How the eBPF verifier works, and where its proof has broken

The eBPF verifier is the piece of the Linux kernel that lets an ordinary, unprivileged program run code inside ring 0 and tries to prove, before that code ever executes, that it cannot crash, hang, or read memory it should not touch. That is an unusual bargain. Normally the kernel keeps user code at arm’s length behind a system call boundary. eBPF erases that wall on purpose, then rebuilds it as a static proof: a program is loaded as bytecode, the verifier walks every path through it, and only a program it can prove safe is allowed to run. This post takes the verifier apart from the inside, how it models registers and bounds, how it walks the program as a graph, where the proof is sound, and the real bugs where a flaw in that proof turned attacker bytecode into kernel read and write and a root shell.

Why the eBPF verifier is a security boundary

Start with what eBPF actually is, because the danger only makes sense once you see what it replaces. eBPF lets a user attach a small program to a hook inside the kernel: a network packet arriving, a system call entering, a tracepoint firing. The program runs in kernel context, with kernel speed, on kernel data. There is no context switch and no copy across a boundary. That is the whole point. It is also the whole problem.

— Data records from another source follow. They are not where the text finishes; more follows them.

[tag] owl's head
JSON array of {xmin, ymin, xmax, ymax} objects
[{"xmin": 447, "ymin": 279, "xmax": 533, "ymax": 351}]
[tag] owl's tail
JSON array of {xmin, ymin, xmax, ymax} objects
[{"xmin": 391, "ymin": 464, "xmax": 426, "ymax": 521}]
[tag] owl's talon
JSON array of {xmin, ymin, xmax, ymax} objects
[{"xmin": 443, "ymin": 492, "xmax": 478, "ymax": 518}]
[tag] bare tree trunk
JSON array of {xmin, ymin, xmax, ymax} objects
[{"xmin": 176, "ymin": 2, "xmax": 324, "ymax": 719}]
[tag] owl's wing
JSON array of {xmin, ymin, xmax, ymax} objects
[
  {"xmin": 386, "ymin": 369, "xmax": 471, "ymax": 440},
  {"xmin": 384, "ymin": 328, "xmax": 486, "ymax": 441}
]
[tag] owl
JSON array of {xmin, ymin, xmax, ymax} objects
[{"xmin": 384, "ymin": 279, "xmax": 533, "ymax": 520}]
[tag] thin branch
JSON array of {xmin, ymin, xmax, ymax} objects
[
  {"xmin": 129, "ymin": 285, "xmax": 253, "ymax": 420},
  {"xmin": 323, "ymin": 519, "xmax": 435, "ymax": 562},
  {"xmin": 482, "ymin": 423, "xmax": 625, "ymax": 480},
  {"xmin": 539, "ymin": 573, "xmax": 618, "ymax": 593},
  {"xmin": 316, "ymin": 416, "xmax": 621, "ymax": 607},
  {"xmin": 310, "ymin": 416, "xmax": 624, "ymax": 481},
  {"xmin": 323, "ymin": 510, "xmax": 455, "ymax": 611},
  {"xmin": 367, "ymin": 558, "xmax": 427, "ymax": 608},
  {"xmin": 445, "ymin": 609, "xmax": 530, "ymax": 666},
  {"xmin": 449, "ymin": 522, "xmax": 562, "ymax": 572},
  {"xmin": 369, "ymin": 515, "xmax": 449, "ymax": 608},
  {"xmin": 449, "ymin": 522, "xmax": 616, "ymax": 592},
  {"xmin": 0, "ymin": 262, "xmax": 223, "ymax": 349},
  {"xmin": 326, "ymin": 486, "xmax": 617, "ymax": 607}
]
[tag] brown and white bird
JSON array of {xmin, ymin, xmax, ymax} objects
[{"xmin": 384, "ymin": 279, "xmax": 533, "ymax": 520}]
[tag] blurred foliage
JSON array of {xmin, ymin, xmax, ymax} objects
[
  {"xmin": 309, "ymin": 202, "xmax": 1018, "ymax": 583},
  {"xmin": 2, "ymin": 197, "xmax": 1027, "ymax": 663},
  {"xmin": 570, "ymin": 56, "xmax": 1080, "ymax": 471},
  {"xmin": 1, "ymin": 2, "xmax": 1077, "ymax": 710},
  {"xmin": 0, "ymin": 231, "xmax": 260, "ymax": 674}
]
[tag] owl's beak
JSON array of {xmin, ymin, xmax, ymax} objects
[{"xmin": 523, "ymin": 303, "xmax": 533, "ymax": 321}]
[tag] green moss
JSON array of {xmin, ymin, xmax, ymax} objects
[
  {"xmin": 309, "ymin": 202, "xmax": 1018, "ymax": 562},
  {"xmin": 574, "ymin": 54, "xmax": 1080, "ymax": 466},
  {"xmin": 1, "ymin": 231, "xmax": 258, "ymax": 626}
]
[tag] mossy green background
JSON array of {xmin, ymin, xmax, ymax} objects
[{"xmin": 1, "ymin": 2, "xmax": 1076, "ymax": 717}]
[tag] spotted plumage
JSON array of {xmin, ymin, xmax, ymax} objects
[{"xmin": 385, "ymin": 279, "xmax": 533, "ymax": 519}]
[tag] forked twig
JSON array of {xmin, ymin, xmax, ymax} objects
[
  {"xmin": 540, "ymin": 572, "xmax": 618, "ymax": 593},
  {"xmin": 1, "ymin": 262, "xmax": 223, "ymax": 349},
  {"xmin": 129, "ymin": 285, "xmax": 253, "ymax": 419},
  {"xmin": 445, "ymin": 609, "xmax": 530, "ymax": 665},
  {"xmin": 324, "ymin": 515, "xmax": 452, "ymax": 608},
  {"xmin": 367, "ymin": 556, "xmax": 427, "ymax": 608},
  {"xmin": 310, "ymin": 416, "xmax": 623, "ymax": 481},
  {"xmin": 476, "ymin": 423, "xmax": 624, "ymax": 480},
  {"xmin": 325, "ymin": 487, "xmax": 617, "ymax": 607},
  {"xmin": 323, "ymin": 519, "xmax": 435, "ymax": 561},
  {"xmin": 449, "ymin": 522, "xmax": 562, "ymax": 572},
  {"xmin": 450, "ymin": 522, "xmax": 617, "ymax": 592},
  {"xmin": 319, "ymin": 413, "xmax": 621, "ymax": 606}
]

On many distributions, loading some classes of eBPF program does not require root. An ordinary local user can hand the kernel a blob of bytecode and ask it to run that blob in the most privileged context the machine has. Nothing else in Linux works like this. A normal process that wants kernel work to happen makes a system call and waits; the kernel does the work and hands back a result. eBPF instead accepts the code itself. So the kernel cannot trust the program, and it cannot sandbox it the cheap way with a separate address space, because the entire value of eBPF is that the program runs with no isolation at all.

That leaves exactly one option. Prove the program safe before running it. The verifier is that proof engine. It performs a static analysis of the bytecode and rejects anything it cannot show is safe. If the analysis is correct, an unprivileged user can run code in ring 0 and the worst they can do is whatever the verifier permits. If the analysis is wrong, the same user runs arbitrary code in ring 0, which is the textbook definition of privilege escalation. The verifier is not a performance feature or a linter. It is the only thing standing between an unprivileged process and the kernel’s memory.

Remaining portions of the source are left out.